Much of the foregoing is consistent with opinions I have expressed in this Newsletter in past months. I am particularly taken with Mr. El-Erian's views that:

  • past models are broken, and wonder if he shares my view that Central Bankers and many economists currently are relying on their 'book learned' beliefs that past economic events will repeat themselves in today's globalized world. This in circumstances where as I see things, there are fundamental differences between the world economy today (different dependancies, different ideologies, altering world powers, communications changes, etc.) and the world economy as it was up to as late as 1999. By analogy, would a baseball analyst predict the same average number of home runs hit in a season by all major league baseball players if a rule was introduced that all players had to hit with bats made of balsa wood. The obvious answer is 'hardly likely', or if he/she did that their forecast would be ridiculed and disregarded. I see a lot of economist 'hitting with balsa bats' these days;
  • the financial markets currently have reverted from 'honoring fundamentals'. I have said that a number of times, albeit slightly differently.

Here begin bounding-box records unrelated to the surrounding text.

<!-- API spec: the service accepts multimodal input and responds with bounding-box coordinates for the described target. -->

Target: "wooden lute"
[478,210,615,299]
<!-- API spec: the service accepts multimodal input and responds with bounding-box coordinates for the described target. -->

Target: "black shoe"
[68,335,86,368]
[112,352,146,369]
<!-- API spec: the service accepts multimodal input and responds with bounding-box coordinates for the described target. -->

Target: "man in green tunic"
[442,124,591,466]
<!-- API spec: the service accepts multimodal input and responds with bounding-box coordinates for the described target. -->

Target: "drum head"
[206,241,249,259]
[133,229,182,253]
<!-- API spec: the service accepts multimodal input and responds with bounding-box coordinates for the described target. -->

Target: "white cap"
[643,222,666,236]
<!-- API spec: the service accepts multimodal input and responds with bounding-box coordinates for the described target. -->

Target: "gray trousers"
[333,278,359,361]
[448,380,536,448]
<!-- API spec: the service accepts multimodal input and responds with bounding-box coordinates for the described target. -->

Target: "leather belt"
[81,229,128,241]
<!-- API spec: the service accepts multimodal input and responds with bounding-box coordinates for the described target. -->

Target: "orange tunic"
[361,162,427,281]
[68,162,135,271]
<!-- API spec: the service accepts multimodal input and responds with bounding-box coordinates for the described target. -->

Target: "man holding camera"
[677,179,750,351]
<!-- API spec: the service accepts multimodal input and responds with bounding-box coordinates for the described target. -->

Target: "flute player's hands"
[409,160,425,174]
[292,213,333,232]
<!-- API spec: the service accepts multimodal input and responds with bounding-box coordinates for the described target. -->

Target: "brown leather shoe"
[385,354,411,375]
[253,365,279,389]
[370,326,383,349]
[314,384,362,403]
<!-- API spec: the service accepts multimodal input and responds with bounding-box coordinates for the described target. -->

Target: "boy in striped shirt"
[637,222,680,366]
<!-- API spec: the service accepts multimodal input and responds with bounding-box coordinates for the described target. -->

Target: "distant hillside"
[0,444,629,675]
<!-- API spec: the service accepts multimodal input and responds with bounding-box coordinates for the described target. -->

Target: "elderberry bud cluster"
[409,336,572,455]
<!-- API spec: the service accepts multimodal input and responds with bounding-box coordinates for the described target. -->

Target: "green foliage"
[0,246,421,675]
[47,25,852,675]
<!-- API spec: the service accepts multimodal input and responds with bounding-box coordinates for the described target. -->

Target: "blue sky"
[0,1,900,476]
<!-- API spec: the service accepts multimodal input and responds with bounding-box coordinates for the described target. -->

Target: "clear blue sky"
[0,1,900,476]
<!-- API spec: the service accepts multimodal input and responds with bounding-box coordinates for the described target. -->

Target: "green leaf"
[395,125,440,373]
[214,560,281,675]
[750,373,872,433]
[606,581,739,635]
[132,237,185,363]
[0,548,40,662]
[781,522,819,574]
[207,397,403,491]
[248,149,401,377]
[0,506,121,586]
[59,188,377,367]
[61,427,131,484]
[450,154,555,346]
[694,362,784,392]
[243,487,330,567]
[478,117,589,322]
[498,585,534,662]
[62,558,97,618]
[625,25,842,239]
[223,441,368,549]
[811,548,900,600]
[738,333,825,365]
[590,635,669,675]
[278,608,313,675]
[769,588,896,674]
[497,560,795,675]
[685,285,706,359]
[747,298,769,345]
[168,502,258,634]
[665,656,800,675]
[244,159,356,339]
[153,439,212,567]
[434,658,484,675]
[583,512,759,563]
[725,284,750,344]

This is something to seriously think about and reach your own conclusion if you participate in those markets; and,
  • the endgame is 'binary' with a likely outcome of 'one of two extremes'. This is an extremely important thing for everyone to think about - whether they participate in the financial markets or don't. It is definitely in my view something you should discuss with your investment advisor if you have one - and think hard about whether you do or don't have one.

My final comments:

  • hedging is complicated, and for a great many investors requires external advice. Hedging brings with it its own attendant risks;
  • in his conclusion, Mr. El-Erian describes the two 'endgame extremes' (my words) as (1) a return to organic growth, and (2) economic disaster - but says "the problem is we really don't knwo which it will be". I am surprised that Mr. El-Erian does express a firm opinion on which of the two extremes he believes most likely - although I have to believe he thinks the latter, if for no reason other than he seems to blame the 'market disconnects' on prevailing Central Bank policies; and,
  • because many of Mr. El-Erian's views are consistent with my own (and hence for me 'easy to agree with'), I suggest you read Mohamed El-Erian: Putting It All Together and reach your own conclusions with respect to what he says.

Topical Reference: Mohamed El-Erian: Putting It All Together, from Financial Sense, Lance Roberts, May 3, 2013 - reading time 5 minutes.